There are 2 dimensions to calibration: time and voltage.
How accurate do you need? (or want?)
Calibrating the time should be simple. All you need to know is the frequency
that the A/D is collecting samples, so time how long that takes... A simple
user program could grab the time, collect a large number of samples, then
grab the time again and do the calculations. You need a lot of data so that
the time to get started/stopped doesn't introduce much of an error. Try a
second or so, and compare that with twice as long.
That assumes your CPU clock is accurate. (You are comparing the CPU clock
with the A/D clock.) That's probably a reasonable assumption.
The sound card runs off the CPU crystal. If you are using it, the nominal
value should be very close. (It would be worth checking.)
The schematic that you posted the URL for a few days ago used an 8051 without an external crystal. I assume it's running on an internal R/C oscillator. See Mitch's comments. The data sheet probably has some specs for accuracy.
The 8051 has a couple of pins labeld XTAL. t might be worth leaving space on the board for a crystal connected to those pins. Using it will probably require tweaking a mode bit in the 8051.

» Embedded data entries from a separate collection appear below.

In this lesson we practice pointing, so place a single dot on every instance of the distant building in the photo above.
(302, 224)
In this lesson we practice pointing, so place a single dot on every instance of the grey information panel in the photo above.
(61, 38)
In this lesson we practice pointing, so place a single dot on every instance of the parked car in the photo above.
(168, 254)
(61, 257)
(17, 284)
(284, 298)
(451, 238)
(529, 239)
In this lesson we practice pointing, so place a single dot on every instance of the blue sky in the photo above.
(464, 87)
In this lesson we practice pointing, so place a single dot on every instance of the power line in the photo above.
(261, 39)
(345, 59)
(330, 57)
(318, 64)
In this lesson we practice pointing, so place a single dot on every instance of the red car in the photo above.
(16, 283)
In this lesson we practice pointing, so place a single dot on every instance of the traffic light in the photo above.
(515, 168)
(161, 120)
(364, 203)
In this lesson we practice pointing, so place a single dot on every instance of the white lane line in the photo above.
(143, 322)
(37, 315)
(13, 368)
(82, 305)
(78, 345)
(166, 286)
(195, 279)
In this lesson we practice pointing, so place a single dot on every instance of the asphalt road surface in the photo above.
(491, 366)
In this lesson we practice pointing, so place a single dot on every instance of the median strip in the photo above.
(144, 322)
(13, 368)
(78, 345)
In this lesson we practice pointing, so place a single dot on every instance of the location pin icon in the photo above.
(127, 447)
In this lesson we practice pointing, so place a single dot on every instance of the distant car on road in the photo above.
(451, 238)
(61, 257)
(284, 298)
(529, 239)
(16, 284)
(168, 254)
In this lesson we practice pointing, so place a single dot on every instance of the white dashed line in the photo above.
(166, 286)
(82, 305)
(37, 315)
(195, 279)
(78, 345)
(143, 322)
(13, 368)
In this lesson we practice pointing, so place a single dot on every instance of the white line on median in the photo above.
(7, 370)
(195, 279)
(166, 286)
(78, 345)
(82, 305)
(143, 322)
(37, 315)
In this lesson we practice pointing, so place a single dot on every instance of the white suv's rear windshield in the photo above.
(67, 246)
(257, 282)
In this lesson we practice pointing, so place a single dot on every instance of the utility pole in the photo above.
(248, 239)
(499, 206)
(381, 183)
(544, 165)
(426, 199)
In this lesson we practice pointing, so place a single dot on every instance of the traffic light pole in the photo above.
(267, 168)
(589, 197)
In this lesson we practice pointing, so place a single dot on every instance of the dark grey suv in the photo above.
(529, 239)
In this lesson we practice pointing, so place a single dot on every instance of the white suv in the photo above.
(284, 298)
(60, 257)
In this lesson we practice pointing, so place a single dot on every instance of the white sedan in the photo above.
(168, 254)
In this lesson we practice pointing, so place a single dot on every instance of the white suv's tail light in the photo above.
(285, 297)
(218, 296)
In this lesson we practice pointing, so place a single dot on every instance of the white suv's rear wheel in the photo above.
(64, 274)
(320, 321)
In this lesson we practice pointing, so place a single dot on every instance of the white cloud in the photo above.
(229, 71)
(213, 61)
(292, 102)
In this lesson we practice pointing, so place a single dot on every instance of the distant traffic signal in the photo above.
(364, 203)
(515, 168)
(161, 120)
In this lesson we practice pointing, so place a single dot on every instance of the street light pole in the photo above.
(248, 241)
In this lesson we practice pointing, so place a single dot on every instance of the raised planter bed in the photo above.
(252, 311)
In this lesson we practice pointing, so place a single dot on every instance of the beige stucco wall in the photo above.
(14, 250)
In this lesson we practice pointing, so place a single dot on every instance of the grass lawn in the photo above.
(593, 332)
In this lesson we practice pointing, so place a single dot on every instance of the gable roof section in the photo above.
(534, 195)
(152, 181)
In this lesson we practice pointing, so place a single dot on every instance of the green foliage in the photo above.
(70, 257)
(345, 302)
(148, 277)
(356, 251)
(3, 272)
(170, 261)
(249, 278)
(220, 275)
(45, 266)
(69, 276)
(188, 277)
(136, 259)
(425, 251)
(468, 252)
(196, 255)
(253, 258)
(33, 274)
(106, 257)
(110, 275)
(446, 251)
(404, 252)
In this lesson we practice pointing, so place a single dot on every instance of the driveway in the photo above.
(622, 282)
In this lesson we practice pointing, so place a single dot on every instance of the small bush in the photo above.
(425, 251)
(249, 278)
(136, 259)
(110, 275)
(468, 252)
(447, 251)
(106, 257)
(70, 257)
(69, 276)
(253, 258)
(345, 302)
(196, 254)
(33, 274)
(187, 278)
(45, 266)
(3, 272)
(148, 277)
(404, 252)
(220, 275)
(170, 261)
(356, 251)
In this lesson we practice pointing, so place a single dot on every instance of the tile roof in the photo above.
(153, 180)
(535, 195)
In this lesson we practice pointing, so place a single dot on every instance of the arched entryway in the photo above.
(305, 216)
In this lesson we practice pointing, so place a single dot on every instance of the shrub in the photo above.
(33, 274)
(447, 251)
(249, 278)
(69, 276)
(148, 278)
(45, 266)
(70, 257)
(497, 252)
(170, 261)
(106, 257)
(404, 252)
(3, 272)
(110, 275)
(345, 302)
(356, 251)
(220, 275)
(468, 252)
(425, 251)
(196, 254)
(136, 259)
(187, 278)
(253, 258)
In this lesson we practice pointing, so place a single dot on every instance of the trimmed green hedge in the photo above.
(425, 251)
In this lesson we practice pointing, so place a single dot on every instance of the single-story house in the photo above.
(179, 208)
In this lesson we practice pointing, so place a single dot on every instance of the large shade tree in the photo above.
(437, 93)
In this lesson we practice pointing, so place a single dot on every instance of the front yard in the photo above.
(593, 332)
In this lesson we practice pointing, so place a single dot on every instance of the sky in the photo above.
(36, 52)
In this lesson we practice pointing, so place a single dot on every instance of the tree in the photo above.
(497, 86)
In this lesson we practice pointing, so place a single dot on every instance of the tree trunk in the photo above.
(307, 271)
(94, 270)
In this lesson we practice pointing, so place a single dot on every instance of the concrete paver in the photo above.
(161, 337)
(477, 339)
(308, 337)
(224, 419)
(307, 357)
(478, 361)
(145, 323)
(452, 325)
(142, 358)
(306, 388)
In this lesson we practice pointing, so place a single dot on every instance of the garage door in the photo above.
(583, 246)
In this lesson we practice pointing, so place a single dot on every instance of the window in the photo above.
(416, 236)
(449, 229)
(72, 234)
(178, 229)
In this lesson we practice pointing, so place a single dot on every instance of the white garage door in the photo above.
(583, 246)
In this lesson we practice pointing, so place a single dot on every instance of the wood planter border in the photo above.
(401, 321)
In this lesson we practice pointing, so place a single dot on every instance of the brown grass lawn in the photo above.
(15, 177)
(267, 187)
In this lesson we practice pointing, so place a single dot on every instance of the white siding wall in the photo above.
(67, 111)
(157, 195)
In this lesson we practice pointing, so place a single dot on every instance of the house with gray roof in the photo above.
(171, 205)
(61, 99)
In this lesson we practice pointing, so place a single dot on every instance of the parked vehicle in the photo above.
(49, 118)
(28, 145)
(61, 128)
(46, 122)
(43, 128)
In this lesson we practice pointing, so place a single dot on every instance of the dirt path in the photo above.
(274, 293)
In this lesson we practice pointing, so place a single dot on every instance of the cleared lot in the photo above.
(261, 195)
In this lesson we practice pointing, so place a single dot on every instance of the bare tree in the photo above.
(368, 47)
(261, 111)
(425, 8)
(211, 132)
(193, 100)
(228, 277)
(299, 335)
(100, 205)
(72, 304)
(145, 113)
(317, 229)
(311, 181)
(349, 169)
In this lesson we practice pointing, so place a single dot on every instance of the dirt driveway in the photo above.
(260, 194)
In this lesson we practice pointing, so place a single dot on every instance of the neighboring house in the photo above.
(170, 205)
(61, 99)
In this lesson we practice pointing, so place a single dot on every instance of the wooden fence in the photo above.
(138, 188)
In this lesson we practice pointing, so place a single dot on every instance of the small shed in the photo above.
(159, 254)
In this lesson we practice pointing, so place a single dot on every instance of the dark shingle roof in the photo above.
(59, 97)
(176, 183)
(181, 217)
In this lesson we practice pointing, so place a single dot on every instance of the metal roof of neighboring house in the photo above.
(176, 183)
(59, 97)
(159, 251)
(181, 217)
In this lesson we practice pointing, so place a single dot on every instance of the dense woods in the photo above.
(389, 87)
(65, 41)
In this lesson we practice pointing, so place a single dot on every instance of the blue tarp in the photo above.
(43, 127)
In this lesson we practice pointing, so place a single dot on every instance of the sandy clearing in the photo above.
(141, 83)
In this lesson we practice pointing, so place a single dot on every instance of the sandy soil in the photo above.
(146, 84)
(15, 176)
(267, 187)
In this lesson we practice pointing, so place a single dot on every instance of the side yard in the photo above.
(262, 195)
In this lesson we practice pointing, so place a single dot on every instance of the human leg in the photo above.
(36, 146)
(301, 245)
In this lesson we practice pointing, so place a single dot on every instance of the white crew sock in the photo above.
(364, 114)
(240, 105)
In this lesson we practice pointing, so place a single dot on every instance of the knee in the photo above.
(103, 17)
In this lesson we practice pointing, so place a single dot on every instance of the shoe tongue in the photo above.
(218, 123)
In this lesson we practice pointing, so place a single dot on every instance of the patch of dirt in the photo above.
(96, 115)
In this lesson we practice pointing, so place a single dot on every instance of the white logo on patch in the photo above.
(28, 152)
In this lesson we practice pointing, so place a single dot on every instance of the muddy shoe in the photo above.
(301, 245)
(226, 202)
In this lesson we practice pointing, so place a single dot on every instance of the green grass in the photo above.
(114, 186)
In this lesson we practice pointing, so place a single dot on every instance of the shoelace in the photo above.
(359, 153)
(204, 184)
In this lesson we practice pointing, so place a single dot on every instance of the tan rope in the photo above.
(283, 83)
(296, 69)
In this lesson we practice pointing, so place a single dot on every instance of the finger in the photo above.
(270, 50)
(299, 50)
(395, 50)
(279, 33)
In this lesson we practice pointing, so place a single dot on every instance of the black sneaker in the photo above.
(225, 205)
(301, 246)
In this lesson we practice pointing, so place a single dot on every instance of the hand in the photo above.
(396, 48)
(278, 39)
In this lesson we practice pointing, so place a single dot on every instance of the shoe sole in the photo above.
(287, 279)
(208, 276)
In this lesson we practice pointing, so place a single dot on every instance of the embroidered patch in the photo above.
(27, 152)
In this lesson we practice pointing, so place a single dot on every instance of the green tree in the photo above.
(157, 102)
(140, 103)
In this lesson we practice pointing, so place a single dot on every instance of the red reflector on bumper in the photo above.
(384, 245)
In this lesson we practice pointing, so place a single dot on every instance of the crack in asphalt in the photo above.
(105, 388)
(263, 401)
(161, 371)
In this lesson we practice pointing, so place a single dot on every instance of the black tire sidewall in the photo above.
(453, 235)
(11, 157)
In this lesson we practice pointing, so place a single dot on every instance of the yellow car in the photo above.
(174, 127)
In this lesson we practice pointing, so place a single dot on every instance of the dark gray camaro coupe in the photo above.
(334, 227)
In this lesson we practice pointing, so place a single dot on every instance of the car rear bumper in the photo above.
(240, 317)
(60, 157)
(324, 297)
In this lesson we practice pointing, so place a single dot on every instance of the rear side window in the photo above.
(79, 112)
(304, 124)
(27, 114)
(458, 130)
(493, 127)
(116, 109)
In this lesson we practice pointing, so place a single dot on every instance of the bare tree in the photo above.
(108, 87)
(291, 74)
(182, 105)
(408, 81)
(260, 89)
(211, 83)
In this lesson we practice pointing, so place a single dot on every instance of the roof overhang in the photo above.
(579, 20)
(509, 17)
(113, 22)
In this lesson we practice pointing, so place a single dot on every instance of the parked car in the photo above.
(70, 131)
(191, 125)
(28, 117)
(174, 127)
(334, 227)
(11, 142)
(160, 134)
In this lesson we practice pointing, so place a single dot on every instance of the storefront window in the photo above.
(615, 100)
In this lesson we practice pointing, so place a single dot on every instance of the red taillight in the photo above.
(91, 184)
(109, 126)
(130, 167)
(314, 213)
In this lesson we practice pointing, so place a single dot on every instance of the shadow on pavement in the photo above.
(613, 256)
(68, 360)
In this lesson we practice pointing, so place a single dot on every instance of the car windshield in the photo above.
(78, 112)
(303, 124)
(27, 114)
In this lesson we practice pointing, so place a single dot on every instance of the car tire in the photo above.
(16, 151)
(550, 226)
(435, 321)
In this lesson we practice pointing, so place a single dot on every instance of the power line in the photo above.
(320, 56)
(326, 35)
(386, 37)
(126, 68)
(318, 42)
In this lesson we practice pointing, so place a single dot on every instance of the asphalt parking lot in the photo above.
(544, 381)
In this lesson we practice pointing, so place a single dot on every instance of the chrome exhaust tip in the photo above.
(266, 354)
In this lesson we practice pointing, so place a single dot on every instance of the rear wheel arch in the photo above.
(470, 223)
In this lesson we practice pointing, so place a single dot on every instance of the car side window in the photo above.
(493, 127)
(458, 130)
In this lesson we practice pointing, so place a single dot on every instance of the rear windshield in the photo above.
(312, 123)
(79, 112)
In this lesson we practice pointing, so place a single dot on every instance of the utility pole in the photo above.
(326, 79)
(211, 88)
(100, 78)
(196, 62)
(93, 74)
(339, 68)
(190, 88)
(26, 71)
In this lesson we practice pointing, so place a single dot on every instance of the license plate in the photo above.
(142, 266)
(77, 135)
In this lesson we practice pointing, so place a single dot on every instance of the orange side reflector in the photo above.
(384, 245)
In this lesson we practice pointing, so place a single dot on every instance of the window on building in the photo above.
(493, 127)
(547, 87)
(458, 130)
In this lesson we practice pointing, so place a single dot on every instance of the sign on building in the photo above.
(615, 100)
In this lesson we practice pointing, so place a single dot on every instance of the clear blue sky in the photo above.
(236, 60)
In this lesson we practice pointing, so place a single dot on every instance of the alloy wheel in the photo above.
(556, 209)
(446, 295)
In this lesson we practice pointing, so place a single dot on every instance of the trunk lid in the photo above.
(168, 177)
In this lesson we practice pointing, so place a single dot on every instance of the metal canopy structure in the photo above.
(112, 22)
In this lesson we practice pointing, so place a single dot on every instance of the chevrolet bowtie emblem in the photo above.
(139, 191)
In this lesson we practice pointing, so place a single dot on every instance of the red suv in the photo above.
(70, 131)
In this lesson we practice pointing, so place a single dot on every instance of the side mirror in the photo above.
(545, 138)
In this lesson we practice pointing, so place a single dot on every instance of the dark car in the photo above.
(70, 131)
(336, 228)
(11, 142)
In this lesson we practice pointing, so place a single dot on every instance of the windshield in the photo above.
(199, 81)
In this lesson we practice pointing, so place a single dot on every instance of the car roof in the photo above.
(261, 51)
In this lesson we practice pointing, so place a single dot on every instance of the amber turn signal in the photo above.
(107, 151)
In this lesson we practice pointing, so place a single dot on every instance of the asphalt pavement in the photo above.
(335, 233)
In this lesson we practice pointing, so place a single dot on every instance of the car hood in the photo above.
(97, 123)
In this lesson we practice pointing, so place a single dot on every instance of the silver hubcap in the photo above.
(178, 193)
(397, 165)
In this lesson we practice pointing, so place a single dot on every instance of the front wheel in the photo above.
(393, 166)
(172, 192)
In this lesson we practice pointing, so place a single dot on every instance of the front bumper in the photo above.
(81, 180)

I don't know a great way to calibrate the voltage.
The obvious quick and easy way is to compare the A/C with a good meter. That requires a good meter. Handheld DVMs are usually good for around 1%.
You can get chips that make a reference voltage. Higher accuracy or better temperature stability cost more. Google for LM4132 if you want a straw man. There are probably cheaper ones. That was just the first one I hit.
I remember an old tale of using fresh batteries for a reference. It woiuld be fun to test that.